Base class for datasource views.

Arguments

  • datasource: The BaseSource the view is generated from.

Subclasses

  • DropColsDataview
  • SQLDataView
  • bitfount.data.datasources.views._DataViewFromFileIterableSource
  • bitfount.data.datasources.views._EmptyDataview

Variables

  • data : pandas.core.frame.DataFrame - A property containing the underlying dataframe if the data has been loaded.

    Raises: DataNotLoadedError: If the data has not been loaded yet.

  • hash : str - The hash associated with this BaseSource.

    This is the hash of the static information regarding the underlying DataFrame, primarily column names and content types but NOT anything content-related itself. It should be consistent across invocations, even if additional data is added, as long as the DataFrame is still compatible in its format.

    Returns: The hexdigest of the DataFrame hash.

  • is_initialised : bool - Checks if BaseSource was initialised.
  • is_task_running : bool - Returns _is_task_running for the view and the parent datasource.
  • iterable : bool - This returns False if the DataSource does not subclass IterableSource.

    However, this property must be re-implemented in IterableSource, therefore it is not necessarily True if the DataSource inherits from IterableSource.

  • multi_table : bool - This returns False if the DataSource does not subclass MultiTableSource.

    However, this property must be re-implemented in MultiTableSource, therefore it is not necessarily True if the DataSource inherits from MultiTableSource.

Methods


get_column

def get_column(    self, col_name: str, **kwargs: Any,)> Union[numpy.ndarray, pandas.core.series.Series]:

Inherited from:

BaseSource.get_column :

Get a single column from dataset.

Used in the ColumnAverage algorithm as well as to iterate over image columns for the purposes of schema generation.

get_column_names

def get_column_names(self, **kwargs: Any)> Iterable[str]:

Inherited from:

BaseSource.get_column_names :

Get the column names as an iterable.

get_data

def get_data(self, **kwargs: Any)> Optional[pandas.core.frame.DataFrame]:

Inherited from:

BaseSource.get_data :

Implement this method to load and return dataset.

get_dtypes

def get_dtypes(self, **kwargs: Any)> _Dtypes:

Inherited from:

BaseSource.get_dtypes :

Implement this method to get the columns and column types from dataset.

get_values

def get_values(self, col_names: List[str], **kwargs: Any)> Dict[str, Iterable[Any]]:

Inherited from:

BaseSource.get_values :

Get distinct values from list of columns.

load_data

def load_data(self, **kwargs: Any)> None:

Loads data from the underlying datasource.

DropColsDataview

class DropColsDataview(    datasource: BaseSource,    drop_cols: Union[str, Sequence[str]],    source_dataset_name: str,    data_splitter: Optional[DatasetSplitter] = None,    seed: Optional[int] = None,    modifiers: Optional[Dict[str, DataPathModifiers]] = None,    ignore_cols: Optional[Union[str, Sequence[str]]] = None,):

A data view that presents data with columns removed.

Arguments

  • data_splitter: Approach used for splitting the data into training, test, validation. Defaults to None.
  • datasource: The BaseSource the view is generated from.
  • ignore_cols: Column/list of columns to be ignored from the data. Defaults to None.
  • modifiers: Dictionary used for modifying paths/ extensions in the dataframe. Defaults to None.
  • seed: Random number seed. Used for setting random seed for all libraries. Defaults to None.

Attributes

  • data: A Dataframe-type object which contains the data.
  • data_splitter: Approach used for splitting the data into training, test, validation.
  • seed: Random number seed. Used for setting random seed for all libraries.

Variables

  • data : pandas.core.frame.DataFrame - A property containing the underlying dataframe if the data has been loaded.

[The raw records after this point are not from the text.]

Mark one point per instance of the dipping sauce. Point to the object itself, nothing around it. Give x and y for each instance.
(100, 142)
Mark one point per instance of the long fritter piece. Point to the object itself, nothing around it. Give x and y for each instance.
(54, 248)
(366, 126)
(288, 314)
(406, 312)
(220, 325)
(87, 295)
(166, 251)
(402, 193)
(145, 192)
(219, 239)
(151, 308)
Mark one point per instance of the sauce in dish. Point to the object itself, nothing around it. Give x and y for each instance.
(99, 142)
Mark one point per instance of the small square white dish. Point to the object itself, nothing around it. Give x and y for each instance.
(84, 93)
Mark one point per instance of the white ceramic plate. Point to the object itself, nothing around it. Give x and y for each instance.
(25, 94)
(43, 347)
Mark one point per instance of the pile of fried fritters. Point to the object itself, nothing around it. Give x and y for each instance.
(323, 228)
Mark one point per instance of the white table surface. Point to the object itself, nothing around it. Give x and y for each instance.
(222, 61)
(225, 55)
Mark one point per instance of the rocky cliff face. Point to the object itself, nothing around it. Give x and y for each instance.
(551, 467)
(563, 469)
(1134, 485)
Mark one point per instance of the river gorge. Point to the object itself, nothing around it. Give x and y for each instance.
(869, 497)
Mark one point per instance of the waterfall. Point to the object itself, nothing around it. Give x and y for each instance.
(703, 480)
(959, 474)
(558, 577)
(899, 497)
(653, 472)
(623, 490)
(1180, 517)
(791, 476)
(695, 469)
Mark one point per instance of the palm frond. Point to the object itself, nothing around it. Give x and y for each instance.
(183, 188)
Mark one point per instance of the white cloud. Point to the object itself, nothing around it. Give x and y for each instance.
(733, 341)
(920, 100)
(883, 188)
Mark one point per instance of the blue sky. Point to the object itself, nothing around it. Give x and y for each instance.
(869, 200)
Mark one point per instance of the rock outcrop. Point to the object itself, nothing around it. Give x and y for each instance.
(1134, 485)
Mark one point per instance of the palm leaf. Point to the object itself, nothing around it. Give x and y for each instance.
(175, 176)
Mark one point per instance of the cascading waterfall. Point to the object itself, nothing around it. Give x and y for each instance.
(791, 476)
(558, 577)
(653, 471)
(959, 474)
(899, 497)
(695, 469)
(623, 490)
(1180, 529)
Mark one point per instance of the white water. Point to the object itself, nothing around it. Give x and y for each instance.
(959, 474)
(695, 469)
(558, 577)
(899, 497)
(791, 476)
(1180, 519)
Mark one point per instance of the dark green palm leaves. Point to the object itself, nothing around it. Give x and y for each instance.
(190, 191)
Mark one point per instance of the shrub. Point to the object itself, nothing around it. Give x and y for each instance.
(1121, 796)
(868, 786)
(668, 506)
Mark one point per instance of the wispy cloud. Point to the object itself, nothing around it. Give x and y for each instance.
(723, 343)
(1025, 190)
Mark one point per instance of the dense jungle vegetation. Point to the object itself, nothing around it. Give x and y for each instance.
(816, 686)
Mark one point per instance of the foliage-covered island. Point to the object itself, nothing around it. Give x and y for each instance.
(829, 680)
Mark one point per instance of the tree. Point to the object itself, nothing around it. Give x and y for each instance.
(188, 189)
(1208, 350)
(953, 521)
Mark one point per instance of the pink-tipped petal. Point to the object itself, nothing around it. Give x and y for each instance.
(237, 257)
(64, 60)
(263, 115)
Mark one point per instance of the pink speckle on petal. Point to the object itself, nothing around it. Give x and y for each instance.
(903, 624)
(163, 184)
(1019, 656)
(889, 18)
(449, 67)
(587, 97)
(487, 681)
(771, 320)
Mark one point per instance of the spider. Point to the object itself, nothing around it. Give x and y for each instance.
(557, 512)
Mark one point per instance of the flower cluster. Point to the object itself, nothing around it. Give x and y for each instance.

    Raises: DataNotLoadedError: If the data has not been loaded yet.

  • hash : str - The hash associated with this BaseSource.

    This is the hash of the static information regarding the underlying DataFrame, primarily column names and content types but NOT anything content-related itself. It should be consistent across invocations, even if additional data is added, as long as the DataFrame is still compatible in its format.

    Returns: The hexdigest of the DataFrame hash.

  • is_initialised : bool - Checks if BaseSource was initialised.
  • is_task_running : bool - Returns _is_task_running for the view and the parent datasource.
  • iterable : bool - This returns False if the DataSource does not subclass IterableSource.

    However, this property must be re-implemented in IterableSource, therefore it is not necessarily True if the DataSource inherits from IterableSource.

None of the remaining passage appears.